One final thing that isn’t visible immediately, but is whenever you hover over any log line is the option to view the log context for that line:

This will pop up a window with a full unfiltered view of the component’s logs for that time, with the relevant line highlighted. In the case of the Nginix log line, this provides a single click view of the other traffic being served at the same time:

It is also worth keeping in mind that Grafana exposes access to the raw queries for Tempo and Loki, and also Prometheus (not shown). It is well worth the time to experiment with these and discover how to probe the unified metrics, traces, and logs available via the observability stack:

A starting point for finding documentation on these see:

• Loki: https://grafana.com/docs/loki/latest/query/

• Tempo: https://grafana.com/docs/tempo/latest/traceql/

• Prometheus: https://grafana.com/docs/grafana/latest/datasources/prometheus/query-editor/

[1]

Specifically this sends a CreateCommand to the submit-and-wait service on the Application User’s participant node.

[2]

See the Canton Network Quickstart Guide “Project Structure” for more details on this

[3]

Daml shell has tab completion on most command arguments, including the Template Id argument to active and the Contract Id argument to contract.

[4]

Further documentation is available at https://docs.daml.com/tools/daml-shell/index.html

[5]

A key differentiator of Canton from all other level one blockchains is that it offers privacy. It does this by enforcing right-to-know. rather than via secrecy-via-obscurity and/or via pseudo-anonymity.
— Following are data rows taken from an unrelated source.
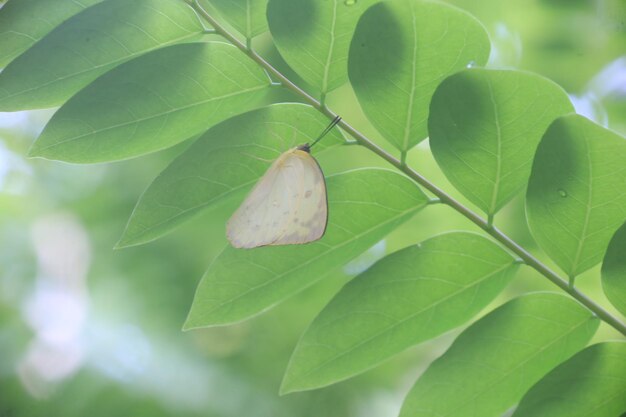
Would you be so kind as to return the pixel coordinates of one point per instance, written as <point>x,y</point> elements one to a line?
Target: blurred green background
<point>89,331</point>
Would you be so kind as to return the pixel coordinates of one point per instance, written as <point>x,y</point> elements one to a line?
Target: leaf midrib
<point>312,259</point>
<point>153,116</point>
<point>519,365</point>
<point>407,318</point>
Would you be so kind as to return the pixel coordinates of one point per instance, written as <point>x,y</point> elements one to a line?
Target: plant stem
<point>443,197</point>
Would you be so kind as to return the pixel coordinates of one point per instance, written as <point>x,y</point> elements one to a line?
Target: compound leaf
<point>485,126</point>
<point>400,52</point>
<point>364,206</point>
<point>228,159</point>
<point>576,196</point>
<point>410,296</point>
<point>153,102</point>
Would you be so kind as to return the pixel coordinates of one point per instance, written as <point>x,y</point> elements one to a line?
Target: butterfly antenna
<point>332,124</point>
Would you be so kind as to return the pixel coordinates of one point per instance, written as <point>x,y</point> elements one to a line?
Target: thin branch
<point>443,197</point>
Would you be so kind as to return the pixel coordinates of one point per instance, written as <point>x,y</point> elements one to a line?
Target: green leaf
<point>24,22</point>
<point>485,126</point>
<point>400,52</point>
<point>88,45</point>
<point>576,196</point>
<point>614,270</point>
<point>153,102</point>
<point>314,37</point>
<point>364,206</point>
<point>591,384</point>
<point>492,364</point>
<point>410,296</point>
<point>247,16</point>
<point>225,161</point>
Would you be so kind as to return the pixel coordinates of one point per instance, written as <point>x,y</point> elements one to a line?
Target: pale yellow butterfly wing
<point>287,206</point>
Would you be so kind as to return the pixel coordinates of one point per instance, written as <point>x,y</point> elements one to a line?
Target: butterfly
<point>287,206</point>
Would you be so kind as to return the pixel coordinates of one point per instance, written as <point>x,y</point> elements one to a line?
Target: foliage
<point>136,77</point>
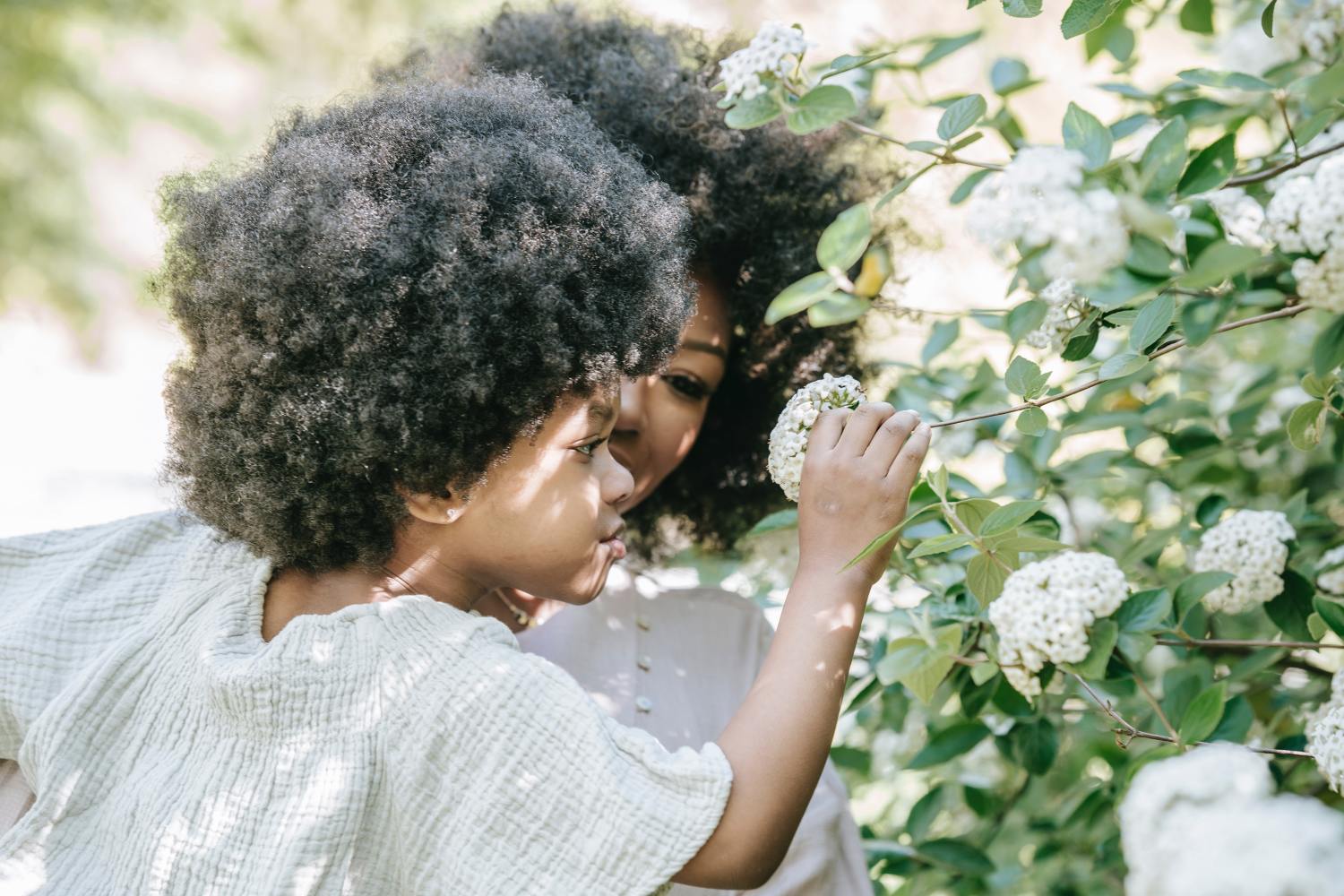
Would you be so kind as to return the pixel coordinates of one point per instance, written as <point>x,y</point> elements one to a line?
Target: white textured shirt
<point>392,747</point>
<point>677,662</point>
Canton provides two privacy guarantees: Even in encrypted form (sub-)transactions are only transmitted to participant nodes with a right to be informed of them; and, participant nodes will be informed of every (sub-)transaction they have a right to be informed of. For details on how Canton defines “right” and other aspects of this see the Daml Ledger Privacy Model (https://docs.daml.com/concepts/ledger-model/ledger-privacy.html#privacy)

[6]

Distributed tracing is essential to efficient debugging and diagnosis of any distributed application. While technically distinct identifiers Trace and Span Ids are closely linked. If unfamiliar with their use OpenTelemetry has a good primer (https://opentelemetry.io/docs/concepts/signals/traces/), Grafana has a reasonable demo (https://grafana.com/docs/tempo/latest/introduction/), and we demonstrate their use later in this guide.

[7]

Equivalent to “blockheight” in other public blockchains that do not support privacy. As privacy dictates that each participant node sees a different projection of the global blockchain, the offset is not comparable across different Participant Nodes. It is commonly the preferred id when dealing with a single participant node due to being a simple, monotonic, total-order on ledger events witnessed by a Participant Node.

[8]

By virtue of their role in the ledger model, all parties are (and the associated entity must be) capable of authorizing a (sub-)transaction or ledger event. See the Daml Ledger Authorization Model for details (https://docs.daml.com/concepts/ledger-model/ledger-integrity.html#authorization)

[9]

Where loggers cannot be configured to emit structured logs directly, log parsers are used to convert raw log files in the usual manner. This is primarily done in the OTEL Collector configuration.

[10]

This is an example of an important feature of the Canton Network. The participant node is only aware of the existence of this transaction because it is authorized to be informed of the transaction by the relevant Daml Smart Contracts and the privacy semantics of the Daml Ledger Model. Privacy is guaranteed, not because the contract data is obscured as cyphertext; but, because the ledger model ensures participants without a verified right to know do not receive the transaction in any form.